Introduction
Le Forum économique mondial (WEF) affirme représenter un large éventail d’intérêts globaux, en rassemblant des acteurs issus de tous les continents. Cette prétention à l’universalité masque toutefois une réalité bien différente : les déséquilibres de représentation y sont profonds, structurels et intentionnels. Alors que certains pays sont surreprésentés, d'autres sont relégués à la périphérie du débat. Ce déséquilibre soulève une interrogation cruciale : les intérêts de toutes les régions du monde sont-ils véritablement pris en compte à Davos, ou le forum agit-il en réalité comme la caisse de résonance d’un pouvoir occidental et oligarchique ?

La majorité des intervenants et partenaires du WEF proviennent d’Amérique du Nord, d’Europe de l’Ouest et, dans une moindre mesure, de certaines puissances asiatiques. Les grandes multinationales occidentales, les gouvernements du G7 et les élites économiques transatlantiques forment le noyau dur du forum.
Cette configuration déséquilibrée implique une hiérarchisation implicite des priorités. Les problématiques propres au Sud global – souveraineté alimentaire, industrialisation, dette structurelle ou justice monétaire – y sont souvent traitées de manière secondaire, voire instrumentalisées pour justifier des politiques décidées en amont par les puissances dominantes.

Malgré la participation ponctuelle de certains dirigeants d’Amérique latine, d’Afrique ou d’Asie du Sud, leur influence réelle reste marginale. Ces pays apparaissent souvent comme des « terrains d’expérimentation » pour des projets conçus ailleurs, plutôt que comme des partenaires à part entière dans la définition des enjeux mondiaux.
Cette marginalisation se reflète également dans les panels, les rapports stratégiques et les priorités mises en avant. Le forum préfère mettre en lumière les innovations des géants technologiques occidentaux ou asiatiques, plutôt que les modèles alternatifs issus des sociétés civiles non-occidentales.
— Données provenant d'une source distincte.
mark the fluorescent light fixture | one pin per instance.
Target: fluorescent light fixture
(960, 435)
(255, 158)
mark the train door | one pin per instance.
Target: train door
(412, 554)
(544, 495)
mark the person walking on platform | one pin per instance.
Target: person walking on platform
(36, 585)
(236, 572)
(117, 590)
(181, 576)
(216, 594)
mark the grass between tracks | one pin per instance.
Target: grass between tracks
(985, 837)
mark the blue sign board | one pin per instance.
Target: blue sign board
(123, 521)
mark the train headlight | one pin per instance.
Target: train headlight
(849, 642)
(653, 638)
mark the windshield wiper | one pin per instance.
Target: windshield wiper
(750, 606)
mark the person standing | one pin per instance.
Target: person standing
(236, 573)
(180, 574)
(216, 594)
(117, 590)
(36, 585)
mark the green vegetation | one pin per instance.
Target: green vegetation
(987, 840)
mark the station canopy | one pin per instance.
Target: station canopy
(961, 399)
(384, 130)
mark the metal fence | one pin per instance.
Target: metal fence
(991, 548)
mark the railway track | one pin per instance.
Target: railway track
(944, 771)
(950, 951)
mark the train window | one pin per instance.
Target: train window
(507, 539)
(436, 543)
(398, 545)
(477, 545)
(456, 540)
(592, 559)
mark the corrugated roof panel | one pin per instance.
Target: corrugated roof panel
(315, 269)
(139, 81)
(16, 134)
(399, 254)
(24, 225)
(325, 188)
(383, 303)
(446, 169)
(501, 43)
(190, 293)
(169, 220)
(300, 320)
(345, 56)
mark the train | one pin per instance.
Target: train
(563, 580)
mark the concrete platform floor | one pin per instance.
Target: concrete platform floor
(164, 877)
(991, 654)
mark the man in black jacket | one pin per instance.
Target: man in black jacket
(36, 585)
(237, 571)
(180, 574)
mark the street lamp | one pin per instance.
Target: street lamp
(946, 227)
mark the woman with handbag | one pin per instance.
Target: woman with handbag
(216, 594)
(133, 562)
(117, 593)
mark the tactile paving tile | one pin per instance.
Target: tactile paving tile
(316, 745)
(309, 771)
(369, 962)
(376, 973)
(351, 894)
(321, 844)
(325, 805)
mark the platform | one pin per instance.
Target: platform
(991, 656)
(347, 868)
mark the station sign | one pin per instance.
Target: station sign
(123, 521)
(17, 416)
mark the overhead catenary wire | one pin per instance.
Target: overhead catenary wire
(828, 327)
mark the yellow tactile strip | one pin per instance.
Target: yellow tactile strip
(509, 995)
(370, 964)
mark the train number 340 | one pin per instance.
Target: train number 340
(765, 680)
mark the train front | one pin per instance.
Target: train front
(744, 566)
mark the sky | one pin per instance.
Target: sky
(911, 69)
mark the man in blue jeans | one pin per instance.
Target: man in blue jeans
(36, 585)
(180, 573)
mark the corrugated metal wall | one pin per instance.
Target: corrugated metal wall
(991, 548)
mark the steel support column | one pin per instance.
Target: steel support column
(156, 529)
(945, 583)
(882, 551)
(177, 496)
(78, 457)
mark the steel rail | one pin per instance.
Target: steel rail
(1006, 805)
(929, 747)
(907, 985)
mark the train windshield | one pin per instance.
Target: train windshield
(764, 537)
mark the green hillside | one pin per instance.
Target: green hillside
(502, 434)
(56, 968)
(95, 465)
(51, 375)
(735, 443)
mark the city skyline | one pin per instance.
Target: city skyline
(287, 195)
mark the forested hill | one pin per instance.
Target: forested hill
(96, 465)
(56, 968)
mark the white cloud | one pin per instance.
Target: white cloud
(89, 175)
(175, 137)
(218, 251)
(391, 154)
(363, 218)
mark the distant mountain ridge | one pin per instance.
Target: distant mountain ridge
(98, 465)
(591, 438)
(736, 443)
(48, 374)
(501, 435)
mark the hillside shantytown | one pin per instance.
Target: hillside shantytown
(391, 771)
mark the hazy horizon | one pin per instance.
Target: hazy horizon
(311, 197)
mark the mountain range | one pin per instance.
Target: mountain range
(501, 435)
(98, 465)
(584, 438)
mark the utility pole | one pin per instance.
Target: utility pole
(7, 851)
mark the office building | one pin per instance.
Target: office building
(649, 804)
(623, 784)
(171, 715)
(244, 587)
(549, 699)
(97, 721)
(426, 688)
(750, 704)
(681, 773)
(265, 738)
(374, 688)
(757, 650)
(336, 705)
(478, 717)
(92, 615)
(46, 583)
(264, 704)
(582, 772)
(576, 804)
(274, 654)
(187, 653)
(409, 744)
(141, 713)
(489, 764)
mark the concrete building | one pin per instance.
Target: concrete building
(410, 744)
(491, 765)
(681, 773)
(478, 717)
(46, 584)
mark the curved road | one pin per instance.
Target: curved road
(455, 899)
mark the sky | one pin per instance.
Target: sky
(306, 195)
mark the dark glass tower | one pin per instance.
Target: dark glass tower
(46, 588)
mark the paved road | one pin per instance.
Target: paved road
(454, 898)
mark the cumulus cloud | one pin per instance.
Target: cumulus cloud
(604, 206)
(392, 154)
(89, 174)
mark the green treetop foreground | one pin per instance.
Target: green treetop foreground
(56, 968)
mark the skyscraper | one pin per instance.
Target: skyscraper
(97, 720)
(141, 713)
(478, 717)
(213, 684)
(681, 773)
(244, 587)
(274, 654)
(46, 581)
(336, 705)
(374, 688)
Le discours du WEF repose sur une rhétorique de multilatéralisme inclusif, mais dans les faits, il s’agit d’un multilatéralisme dirigé. Les grands enjeux sont définis par les puissances dominantes, puis diffusés aux autres régions du monde sous forme de standards à adopter, sans réelle négociation.
Le modèle de gouvernance proposé est vertical : les décisions viennent d’en haut, portées par une coalition d’intérêts privés, institutionnels et technocratiques, auxquels les pays en développement sont sommés d’adhérer s’ils veulent accéder aux financements, aux partenariats ou à la reconnaissance internationale.

Ce déséquilibre de représentation permet au WEF de redéfinir l’intérêt général mondial selon les valeurs d’une minorité globalisée : dématérialisation de l’économie, primauté de l’innovation technologique, transition verte pilotée par le haut, et gouvernance algorithmique.
Les régions sous-représentées sont alors sommées de s’adapter à des cadres qu’elles n’ont ni définis ni validés. En réalité, le forum agit moins comme un carrefour d’intérêts pluriels que comme une plateforme de projection d’un pouvoir centralisé, déguisé en consensus universel.

L’idée que le Forum économique mondial représenterait équitablement toutes les régions du monde relève davantage de la communication que de la réalité. En pratique, Davos fonctionne comme un centre d’agrégation des intérêts des élites occidentales et des multinationales, où les voix du Sud sont tolérées mais rarement écoutées.
Ce déséquilibre dans la représentation fausse profondément le sens du dialogue global que le WEF prétend incarner. Repenser la gouvernance mondiale suppose non seulement une redistribution de la parole, mais surtout une remise en question de la légitimité de structures qui prétendent parler au nom de tous, tout en servant les intérêts de quelques-uns.